One-quarter of its employees in 2013 were women; 12 per cent were Hispanic or African American
SAN FRANCISCO (Reuters) — When Intel Corp said this month it would spend $300 million on increasing diversity in its workforce, Silicon Valley lauded its plan to improve the "pipeline" of candidates by helping more women and minorities study computer science and engineering.
But focusing too hard on the pipeline, a frequent tactic of technology firms seeking to change their workforce, will benefit the chipmaker less than working on what happens inside Intel, diversity advocates say.
Diversity has become a major corporate issue in the United States as companies look to improve their images and for ways to boost productivity by tapping new groups of potential employees. Intel's effort is one of the largest to date by cash spent.
Silicon Valley has a dismal track record employing those groups, and Intel is no exception: Just a quarter of its U.S. employees in 2013 were women and 12 percent were Hispanic or African American, it said. By comparison, about one-third of bachelor degrees granted in computers and math go to women, according to the National Science Foundation.
Krzanich described plans for educational initiatives, an area where Intel already spends $100 million annually with an undisclosed but small portion focusing on women and minorities. He also broadly promised to improve hiring and retention.
A shortfall of women and minorities receiving technology-oriented education is often seen as the leading barrier to a diverse workforce in Silicon Valley.
An opinion piece in the San Francisco Chronicle said Intel's plans "hinge on the available talent produced by a limited educational pipeline." Prominent venture capitalistPaul Graham told online publication the Information last year that the lack of women technology entrepreneurs and programmers was a problem "10 years upstream of us."
Diversity advocates say seizing on the supply issue can obscure other causes.
"They are blaming the pipeline for their own faults," said Vivek Wadhwa, author of "Innovating Women," noting that many technology companies no longer consider degrees of any sort, including computer science (CS), a requirement for employment.
"If male flunkies can join (tech companies), why do women need to have CS degrees?" he asked. "This is an excuse."
He and others say technology companies should look inward, working on making themselves attractive to qualified women and minority candidates who avoid or abandon technology careers.
Of all science and engineering graduates, only about 31 per cent of males and 15 per cent of females work in related occupations, according to the U.S. Census Bureau.
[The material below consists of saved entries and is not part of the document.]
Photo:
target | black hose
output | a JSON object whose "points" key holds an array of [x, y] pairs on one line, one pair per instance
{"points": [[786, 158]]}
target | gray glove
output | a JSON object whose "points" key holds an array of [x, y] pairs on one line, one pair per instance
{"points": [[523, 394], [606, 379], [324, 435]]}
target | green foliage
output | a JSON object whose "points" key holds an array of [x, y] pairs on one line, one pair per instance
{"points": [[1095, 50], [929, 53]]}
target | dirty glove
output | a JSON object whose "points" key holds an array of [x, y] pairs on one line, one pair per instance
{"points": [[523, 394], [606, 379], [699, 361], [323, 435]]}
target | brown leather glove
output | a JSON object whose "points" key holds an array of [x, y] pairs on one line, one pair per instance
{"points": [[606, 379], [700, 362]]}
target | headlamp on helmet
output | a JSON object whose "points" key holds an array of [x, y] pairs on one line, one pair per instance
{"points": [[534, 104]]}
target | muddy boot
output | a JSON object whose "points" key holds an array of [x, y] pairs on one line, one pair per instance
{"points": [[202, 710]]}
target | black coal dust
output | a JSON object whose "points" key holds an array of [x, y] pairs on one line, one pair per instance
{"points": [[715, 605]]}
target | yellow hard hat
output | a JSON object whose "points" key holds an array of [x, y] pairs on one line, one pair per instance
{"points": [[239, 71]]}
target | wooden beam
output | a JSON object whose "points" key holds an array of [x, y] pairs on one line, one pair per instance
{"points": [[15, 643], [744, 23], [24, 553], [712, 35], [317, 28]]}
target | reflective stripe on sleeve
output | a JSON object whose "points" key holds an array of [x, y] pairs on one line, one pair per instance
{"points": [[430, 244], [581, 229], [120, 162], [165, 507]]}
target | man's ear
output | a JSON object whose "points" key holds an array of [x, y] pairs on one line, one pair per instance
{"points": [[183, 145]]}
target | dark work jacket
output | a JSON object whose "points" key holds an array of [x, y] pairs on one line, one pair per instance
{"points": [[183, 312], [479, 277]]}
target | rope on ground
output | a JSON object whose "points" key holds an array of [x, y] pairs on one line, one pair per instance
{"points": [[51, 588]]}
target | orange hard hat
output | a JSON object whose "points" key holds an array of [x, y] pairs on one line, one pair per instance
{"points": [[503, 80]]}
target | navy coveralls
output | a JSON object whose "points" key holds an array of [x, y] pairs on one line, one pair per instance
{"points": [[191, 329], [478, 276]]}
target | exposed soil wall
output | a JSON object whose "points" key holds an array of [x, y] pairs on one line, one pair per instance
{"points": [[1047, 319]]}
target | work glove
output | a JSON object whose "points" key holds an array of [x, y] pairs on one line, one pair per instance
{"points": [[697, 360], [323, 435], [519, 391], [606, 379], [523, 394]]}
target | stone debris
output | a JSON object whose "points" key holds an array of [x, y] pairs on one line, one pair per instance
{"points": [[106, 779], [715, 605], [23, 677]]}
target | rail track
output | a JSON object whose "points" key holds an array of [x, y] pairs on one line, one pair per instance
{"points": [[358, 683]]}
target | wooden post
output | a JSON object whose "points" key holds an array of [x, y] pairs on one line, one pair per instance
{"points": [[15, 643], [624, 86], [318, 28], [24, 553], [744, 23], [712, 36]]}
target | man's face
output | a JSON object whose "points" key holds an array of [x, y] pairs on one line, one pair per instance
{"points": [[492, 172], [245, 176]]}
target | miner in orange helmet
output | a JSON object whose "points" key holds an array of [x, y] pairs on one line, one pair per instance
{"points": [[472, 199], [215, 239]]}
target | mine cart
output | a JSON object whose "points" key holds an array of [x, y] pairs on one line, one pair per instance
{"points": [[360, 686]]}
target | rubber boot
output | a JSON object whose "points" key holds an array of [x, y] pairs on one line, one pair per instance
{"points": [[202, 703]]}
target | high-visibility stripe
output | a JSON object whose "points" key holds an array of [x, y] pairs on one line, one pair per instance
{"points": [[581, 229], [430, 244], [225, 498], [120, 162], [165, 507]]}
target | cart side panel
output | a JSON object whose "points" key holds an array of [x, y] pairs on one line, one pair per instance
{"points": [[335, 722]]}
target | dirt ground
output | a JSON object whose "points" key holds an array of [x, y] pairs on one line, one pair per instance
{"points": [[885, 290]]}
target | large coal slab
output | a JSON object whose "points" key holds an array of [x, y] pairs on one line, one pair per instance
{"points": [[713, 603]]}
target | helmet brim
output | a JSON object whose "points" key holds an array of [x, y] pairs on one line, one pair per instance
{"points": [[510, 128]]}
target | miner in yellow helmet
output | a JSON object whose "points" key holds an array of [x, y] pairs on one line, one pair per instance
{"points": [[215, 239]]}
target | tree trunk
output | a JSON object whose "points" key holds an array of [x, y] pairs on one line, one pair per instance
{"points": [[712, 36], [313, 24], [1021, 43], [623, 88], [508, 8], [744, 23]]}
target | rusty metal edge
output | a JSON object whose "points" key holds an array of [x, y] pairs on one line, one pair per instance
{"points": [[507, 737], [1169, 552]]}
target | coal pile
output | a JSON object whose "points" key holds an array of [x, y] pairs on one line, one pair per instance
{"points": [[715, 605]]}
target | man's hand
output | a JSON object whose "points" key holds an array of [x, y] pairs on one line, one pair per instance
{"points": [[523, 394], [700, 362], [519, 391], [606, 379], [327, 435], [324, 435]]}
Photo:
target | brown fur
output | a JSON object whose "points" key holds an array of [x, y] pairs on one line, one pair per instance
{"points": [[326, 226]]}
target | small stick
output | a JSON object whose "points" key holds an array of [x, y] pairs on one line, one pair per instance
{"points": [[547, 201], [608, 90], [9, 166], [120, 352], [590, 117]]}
Just 17 per cent of African Americans with science and engineering degrees go on to work in related jobs.
To draw women and minorities, Intel should make managers accountable to specific diversity goals and measure progress through employee surveys, said Katherine Kimpel, a lawyer specializing in discrimination at Sanford Heisler Kimpel LLP.
Intel CEO Krzanich said he would tie executive compensation to hitting diversity targets. The company also plans to factor diversity into year-end bonuses, a spokeswoman said.
Lori Nishiura Mackenzie, executive director of Stanford University's Clayman Institute for Gender Research, said Intel should spend the bulk of its cash on what she called "the frozen middle" just below the top executives.
EBay has a workforce that is 42 per cent female, compared with around 30 per cent for most technology companies. A spokeswoman said women in leadership positions rose 30 per cent annually after eBay launched a gender initiative, including mentorship of five women per senior executive, at the end of 2010.
Telle Whitney, chief executive officer of the Anita Borg Institute, which focuses on women and technology, said that the best return on investment is for companies to combat unconscious bias: unintentional discrimination that comes out in words and actions.
Many technology companies now offer managers training in this area, including Google Inc and Microsoft Corp .
Intel already has unconscious bias training and plans more, the spokeswoman said.
Avivah Wittenberg-Cox, who runs a diversity consultancy called 20-First, said Intel should focus on improving diversity in its top three management layers, through steps such as encouraging different departments to compete on goals. Intel President Renee James is female, but the chipmaker has no Hispanics or blacks at its highest levels.
Silicon Valley is still seen as a nerdy boys club that is not interested in diversity, Wittenberg-Cox said. "Until that image and mindset changes, the numbers will not follow."